A normal resting PaCO2 can obscure extensive ·V/Q· inhomogeneity in patients with COPD. For example, in some hypoxemic patients, resting PaCO2 (on room air) may become “normalized” by compensatory strategies such as regional hypoxic vasoconstriction and/or increased peripheral chemosensitivity (i.e., increased hypoxic drive). Together, these adaptations serve to minimize ·V/Q· inequalities and to preserve V·a and PaCO2 in the normal range. Based on a previous study by Sassoon and colleagues (9), using hyperoxia in clinically stable patients with hypoxia, intrapulmonary vasoregulatory adjustments are likely to be important in maintaining resting eucapnia (9). We therefore used the hyperoxia test to evaluate indirectly the extent of ·V/Q· inequalities present at rest in our patients. We reasoned that although compensatory mechanisms (e.g., hypoxic vasoconstriction) can ensure satisfactory CO2 elimination at rest, these are quickly overwhelmed during exercise in the setting of a rapid mechanical restriction of ventilation and increased CO2 production. Therefore, we wished to determine whether those who develop CO2 retention at rest during hyperoxia (caused by release of hypoxic vasoconstriction) were more likely to develop hypercapnia during exercise.
We studied 20 patients with clinically stable, severe COPD who exhibited a range of gas exchange abnormalities at rest and during exercise. To determine whether mechanical abnormalities were associated with CO2 retention, we studied the physiologic correlates of CO2 retention during both rest and exercise. Finally, we compared ventilatory responses to exercise in subgroups of CO2 retainers and nonretainers.
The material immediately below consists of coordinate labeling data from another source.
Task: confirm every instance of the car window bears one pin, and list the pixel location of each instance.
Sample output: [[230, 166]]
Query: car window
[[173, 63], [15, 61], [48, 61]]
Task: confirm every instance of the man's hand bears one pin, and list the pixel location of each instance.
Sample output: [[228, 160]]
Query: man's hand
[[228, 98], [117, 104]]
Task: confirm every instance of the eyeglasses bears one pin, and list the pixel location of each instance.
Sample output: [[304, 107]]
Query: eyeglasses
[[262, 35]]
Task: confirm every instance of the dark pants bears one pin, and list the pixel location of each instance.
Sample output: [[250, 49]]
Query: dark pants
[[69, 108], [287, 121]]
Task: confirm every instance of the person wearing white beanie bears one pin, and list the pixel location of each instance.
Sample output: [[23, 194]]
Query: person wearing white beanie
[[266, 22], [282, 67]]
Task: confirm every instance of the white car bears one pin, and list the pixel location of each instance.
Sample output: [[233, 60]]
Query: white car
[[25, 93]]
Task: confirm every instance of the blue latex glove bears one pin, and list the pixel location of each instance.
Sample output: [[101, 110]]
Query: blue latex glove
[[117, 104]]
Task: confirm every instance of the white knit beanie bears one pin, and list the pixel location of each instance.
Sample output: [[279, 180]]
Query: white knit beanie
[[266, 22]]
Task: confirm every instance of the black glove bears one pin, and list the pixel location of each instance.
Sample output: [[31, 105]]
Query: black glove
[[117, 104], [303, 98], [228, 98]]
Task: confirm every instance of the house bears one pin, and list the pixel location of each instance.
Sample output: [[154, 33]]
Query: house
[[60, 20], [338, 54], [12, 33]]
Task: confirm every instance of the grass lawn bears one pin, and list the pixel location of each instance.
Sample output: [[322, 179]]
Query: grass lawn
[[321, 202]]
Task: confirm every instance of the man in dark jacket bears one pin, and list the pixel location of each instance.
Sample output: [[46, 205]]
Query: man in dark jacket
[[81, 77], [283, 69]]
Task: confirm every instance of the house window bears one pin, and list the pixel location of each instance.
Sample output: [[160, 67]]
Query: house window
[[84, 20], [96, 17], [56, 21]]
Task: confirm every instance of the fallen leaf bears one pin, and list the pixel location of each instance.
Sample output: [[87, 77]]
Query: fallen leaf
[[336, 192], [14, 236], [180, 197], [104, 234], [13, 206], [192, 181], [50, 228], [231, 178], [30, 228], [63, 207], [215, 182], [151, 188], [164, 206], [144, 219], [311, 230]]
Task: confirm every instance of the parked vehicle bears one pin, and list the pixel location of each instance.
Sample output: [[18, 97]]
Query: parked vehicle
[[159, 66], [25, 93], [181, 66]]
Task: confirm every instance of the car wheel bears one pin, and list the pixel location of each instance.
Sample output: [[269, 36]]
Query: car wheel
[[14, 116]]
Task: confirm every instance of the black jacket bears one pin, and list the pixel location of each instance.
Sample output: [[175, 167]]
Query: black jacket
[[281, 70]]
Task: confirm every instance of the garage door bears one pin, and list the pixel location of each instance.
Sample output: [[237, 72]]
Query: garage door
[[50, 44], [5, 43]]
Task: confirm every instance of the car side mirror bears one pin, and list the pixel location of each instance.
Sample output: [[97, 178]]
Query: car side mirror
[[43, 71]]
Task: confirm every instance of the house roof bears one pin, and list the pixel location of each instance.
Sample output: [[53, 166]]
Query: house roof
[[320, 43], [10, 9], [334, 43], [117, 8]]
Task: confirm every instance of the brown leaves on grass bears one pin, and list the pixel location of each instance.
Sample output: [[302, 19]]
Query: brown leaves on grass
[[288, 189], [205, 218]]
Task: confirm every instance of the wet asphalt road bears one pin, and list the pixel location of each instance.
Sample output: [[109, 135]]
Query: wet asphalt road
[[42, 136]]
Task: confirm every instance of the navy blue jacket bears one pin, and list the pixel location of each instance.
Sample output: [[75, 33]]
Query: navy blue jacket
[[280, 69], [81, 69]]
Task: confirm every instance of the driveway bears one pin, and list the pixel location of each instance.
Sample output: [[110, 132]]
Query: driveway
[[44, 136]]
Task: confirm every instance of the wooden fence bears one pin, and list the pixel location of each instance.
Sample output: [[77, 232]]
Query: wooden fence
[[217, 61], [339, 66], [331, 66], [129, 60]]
We studied 20 clinically stable patients with advanced COPD (FEV1 < 60% predicted) and varying degrees of hypoxemia. All patients were ventilatory limited during exercise and experienced severe activity-related breathlessness with a modified Baseline Dyspnea Index focal score (10) of six or less. Exclusions included clinical evidence of significant cardiovascular disease, other pulmonary disease, including cor pulmonale, and other disorders that could contribute to dyspnea or exercise limitation.
The study was a randomized, blinded, placebo-controlled, crossover trial with local university/hospital research ethics approval. After giving written informed consent, patients were familiarized with testing procedures and completed a symptom-limited incremental exercise test. In a subsequent visit, subjects performed two constant-load cycle exercise tests. The order of tests was randomized so that subjects breathed either 60% O2 or room air (21% O2) for at least 10 minutes at rest before exercising at approximately 50% of their previously determined maximal work rate while breathing the same oxygen mixture. There was a 60- to 90-minute washout period after testing on one oxygen mixture and then a crossover to the alternate mixture for identical testing. Subjects were blinded to the oxygen concentration being breathed.
In this article, we only consider the resting data during room air and O2 and the exercise tests on room air. Changes in exercise responses with hyperoxia will be discussed in a subsequent article.
Subjects performed pulmonary function tests as previously described (2). Measurements during rest and symptom-limited cycle exercise tests were performed as previously described (2), with patients breathing either room air or 60% O2 on demand from a 200-L Douglas bag reservoir. In addition to the usual measurements collected during cardiopulmonary exercise testing, subjects rated their intensity of dyspnea (defined as breathing discomfort) and perceived leg discomfort using the modified Borg Scale (11); operating lung volumes were derived from dynamic inspiratory capacity (IC) measurements (12), and arterial blood gas samples were obtained from the radial artery (2).
Results are reported as means ± SEM. A statistical significance of 0.05 was used for all analyses. Subgroup comparisons were made using unpaired t tests. Comparisons between measurements on room air and 60% O2 were made using paired t tests. For subgroup comparisons and regression analyses, pulmonary function measurements were standardized as a percentage of predicted normal values (13–17). Pearson correlations were used to establish associations between the change (Δ) in PaCO2 from rest to peak exercise and concurrent changes in relevant independent variables, which included V·e, V·e/V·co2, V·a, V·co2, breathing frequency, inspiratory time, expiratory time, tidal volume (Vt), IC, inspiratory reserve volume, EELV, end-inspiratory lung volume (EILV), oxygen saturation, PaO2, and Vd/Vt. Forward stepwise multiple regression analysis was performed with these variables and relevant covariates (baseline lung function, gas exchange measurements, and the ΔPaCO2 response to the hyperoxic test at rest) to establish the best predictive equation for ΔPaCO2 from rest to peak exercise. Similar analyses were performed to examine inter-relationships between (1) hyperoxia-induced ΔPaCO2 at rest and concurrent changes in a similar pool of candidate variables and (2) resting PaCO2, baseline lung function, and gas exchange measurements.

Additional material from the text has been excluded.